次のルーズリーフから新しく綴られた手紙は、こんな風に書いてあった。プライベートを除き見ているような気分になったけれど、それも承知の上で、この子は書き残したのだろう。






『竜也へ


この手紙がお前に届いてるってことは、俺はもう死んでる。
まさか、俺のクラスがマジで選ばれちゃうとはね。それなりに対策は練ってきたつもりだけど、実際どーなるか分からない。ま、ぎりぎりまであがいてみるよ。
それでももしもの時の為にこの手紙を残しとく。一種の賭けだけど、何もしないよりはましだからね。

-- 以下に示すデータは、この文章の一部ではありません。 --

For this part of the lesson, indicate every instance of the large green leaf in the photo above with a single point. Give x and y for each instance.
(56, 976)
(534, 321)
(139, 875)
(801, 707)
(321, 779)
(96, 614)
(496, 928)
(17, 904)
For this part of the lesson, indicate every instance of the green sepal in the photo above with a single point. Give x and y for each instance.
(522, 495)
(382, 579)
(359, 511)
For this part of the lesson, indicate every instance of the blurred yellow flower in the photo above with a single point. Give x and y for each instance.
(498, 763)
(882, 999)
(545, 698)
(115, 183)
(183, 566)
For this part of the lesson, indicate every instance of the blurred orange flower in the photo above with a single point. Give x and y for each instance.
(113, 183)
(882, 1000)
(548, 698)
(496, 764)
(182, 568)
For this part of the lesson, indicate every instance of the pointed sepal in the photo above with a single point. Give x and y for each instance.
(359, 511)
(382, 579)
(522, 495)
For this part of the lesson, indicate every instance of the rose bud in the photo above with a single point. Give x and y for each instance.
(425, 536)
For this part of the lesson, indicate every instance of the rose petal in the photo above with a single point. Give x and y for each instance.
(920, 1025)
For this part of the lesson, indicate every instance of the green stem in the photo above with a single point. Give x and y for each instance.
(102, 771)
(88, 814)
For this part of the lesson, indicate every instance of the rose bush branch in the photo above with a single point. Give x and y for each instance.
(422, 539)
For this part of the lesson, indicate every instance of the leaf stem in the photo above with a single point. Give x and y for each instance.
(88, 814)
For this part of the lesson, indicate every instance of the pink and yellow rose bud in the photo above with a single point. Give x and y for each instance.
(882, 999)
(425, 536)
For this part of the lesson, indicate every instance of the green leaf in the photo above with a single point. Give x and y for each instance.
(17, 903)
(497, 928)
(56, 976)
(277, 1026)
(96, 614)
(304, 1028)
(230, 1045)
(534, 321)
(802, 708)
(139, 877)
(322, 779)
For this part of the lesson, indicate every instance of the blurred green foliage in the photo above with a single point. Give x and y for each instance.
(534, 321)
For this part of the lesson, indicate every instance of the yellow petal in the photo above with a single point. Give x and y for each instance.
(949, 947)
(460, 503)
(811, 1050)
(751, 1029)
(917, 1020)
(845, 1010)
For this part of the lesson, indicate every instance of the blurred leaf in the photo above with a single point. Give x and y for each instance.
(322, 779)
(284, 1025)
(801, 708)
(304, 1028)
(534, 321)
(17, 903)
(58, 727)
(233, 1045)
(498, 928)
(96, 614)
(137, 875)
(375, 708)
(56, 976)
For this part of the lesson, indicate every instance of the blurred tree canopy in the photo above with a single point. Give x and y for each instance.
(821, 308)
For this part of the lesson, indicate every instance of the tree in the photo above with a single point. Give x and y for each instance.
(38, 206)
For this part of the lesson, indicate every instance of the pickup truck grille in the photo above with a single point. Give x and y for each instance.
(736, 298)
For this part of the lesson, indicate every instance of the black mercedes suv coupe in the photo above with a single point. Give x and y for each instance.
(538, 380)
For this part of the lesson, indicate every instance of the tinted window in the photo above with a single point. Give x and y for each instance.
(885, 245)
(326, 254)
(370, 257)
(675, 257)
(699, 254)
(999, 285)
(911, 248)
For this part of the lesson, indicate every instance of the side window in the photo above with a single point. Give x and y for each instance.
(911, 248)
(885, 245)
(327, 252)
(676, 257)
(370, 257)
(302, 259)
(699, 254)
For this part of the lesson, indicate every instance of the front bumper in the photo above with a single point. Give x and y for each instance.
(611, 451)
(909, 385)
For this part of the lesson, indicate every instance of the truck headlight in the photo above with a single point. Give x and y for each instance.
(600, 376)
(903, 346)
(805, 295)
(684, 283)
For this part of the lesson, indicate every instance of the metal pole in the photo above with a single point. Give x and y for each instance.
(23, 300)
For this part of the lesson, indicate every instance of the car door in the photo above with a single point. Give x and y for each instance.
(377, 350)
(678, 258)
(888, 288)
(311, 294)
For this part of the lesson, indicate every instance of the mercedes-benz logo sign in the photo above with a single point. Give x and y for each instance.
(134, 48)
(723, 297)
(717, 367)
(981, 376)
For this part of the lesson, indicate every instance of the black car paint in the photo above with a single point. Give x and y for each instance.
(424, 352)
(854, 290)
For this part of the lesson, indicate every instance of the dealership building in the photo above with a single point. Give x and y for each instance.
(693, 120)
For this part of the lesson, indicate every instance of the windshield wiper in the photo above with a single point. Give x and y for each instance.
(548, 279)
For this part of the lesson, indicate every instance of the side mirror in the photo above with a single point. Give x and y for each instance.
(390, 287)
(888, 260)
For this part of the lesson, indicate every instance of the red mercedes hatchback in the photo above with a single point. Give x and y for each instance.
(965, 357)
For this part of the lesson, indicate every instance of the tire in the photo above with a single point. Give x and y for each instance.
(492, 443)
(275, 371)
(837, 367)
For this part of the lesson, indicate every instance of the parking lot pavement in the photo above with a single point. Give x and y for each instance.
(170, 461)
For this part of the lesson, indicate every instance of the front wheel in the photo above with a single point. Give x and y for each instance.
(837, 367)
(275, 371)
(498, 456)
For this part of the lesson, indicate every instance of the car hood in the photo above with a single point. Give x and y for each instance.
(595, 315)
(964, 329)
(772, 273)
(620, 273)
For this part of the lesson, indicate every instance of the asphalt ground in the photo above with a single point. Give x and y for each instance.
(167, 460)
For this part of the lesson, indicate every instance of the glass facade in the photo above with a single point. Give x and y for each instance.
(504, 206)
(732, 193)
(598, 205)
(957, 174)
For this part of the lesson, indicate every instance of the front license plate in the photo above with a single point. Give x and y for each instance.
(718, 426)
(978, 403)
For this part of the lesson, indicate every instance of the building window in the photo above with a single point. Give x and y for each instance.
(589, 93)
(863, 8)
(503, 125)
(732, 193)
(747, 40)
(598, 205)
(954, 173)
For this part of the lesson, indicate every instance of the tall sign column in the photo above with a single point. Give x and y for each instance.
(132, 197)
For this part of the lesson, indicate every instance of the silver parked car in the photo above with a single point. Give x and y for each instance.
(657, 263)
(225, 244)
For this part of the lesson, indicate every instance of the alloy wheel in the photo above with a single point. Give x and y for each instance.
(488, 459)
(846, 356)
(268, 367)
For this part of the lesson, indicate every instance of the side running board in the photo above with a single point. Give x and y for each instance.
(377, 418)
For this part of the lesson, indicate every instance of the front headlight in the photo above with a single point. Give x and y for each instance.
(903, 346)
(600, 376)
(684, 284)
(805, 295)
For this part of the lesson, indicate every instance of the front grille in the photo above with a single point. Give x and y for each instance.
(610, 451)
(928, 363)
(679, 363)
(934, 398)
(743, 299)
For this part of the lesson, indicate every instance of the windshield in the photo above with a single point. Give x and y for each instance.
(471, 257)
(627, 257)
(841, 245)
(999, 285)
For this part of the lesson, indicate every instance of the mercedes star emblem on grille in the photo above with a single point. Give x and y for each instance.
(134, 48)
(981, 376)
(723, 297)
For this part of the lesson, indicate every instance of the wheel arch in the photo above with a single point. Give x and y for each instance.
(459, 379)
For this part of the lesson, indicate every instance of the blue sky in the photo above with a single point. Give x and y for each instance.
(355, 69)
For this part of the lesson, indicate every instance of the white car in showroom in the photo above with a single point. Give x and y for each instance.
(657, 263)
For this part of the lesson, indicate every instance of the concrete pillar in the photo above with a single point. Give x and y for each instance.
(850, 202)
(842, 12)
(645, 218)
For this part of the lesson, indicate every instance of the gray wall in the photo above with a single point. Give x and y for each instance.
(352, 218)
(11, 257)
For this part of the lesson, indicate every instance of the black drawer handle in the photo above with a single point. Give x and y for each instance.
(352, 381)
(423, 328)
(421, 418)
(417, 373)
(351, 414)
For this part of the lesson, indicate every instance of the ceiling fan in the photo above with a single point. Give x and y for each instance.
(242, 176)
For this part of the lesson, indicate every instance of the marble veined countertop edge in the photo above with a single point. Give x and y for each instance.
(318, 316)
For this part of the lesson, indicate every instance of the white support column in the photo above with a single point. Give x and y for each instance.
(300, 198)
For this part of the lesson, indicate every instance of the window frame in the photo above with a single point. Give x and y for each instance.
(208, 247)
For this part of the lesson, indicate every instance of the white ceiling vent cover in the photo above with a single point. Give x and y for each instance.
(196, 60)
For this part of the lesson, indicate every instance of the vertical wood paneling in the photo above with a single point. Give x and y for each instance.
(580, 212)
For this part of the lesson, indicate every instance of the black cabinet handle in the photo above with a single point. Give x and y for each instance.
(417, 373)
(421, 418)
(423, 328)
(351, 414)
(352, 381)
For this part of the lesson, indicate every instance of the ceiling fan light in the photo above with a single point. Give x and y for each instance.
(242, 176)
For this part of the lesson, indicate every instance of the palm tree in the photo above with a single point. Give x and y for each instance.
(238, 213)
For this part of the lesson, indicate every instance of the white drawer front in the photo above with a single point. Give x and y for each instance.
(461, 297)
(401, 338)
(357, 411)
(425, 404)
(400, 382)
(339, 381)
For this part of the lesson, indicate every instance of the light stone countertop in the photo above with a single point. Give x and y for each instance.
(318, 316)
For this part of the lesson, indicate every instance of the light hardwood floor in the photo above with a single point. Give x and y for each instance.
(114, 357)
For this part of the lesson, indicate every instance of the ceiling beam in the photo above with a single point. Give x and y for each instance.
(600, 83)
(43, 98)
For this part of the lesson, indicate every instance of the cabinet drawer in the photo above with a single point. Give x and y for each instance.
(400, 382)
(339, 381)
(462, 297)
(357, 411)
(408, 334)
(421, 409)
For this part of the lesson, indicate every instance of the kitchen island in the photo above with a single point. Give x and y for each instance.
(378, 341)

俺が死んだら、お前めちゃくちゃ泣いて落ち込むんだろーな。容易に想像がつくよ。
でもな、お前そこで終わるなよ。
絶対に立ち直れよ。落ち込んだままでいたら絶対に許さないからな。サッカーやめたりしたら、末代まで祟るからな。
もう直にハッパかけてやれないのが残念だよ。でも本当に、俺がいなくても何とか頑張れよ。あんまり将に心配かけんじゃねーぞ。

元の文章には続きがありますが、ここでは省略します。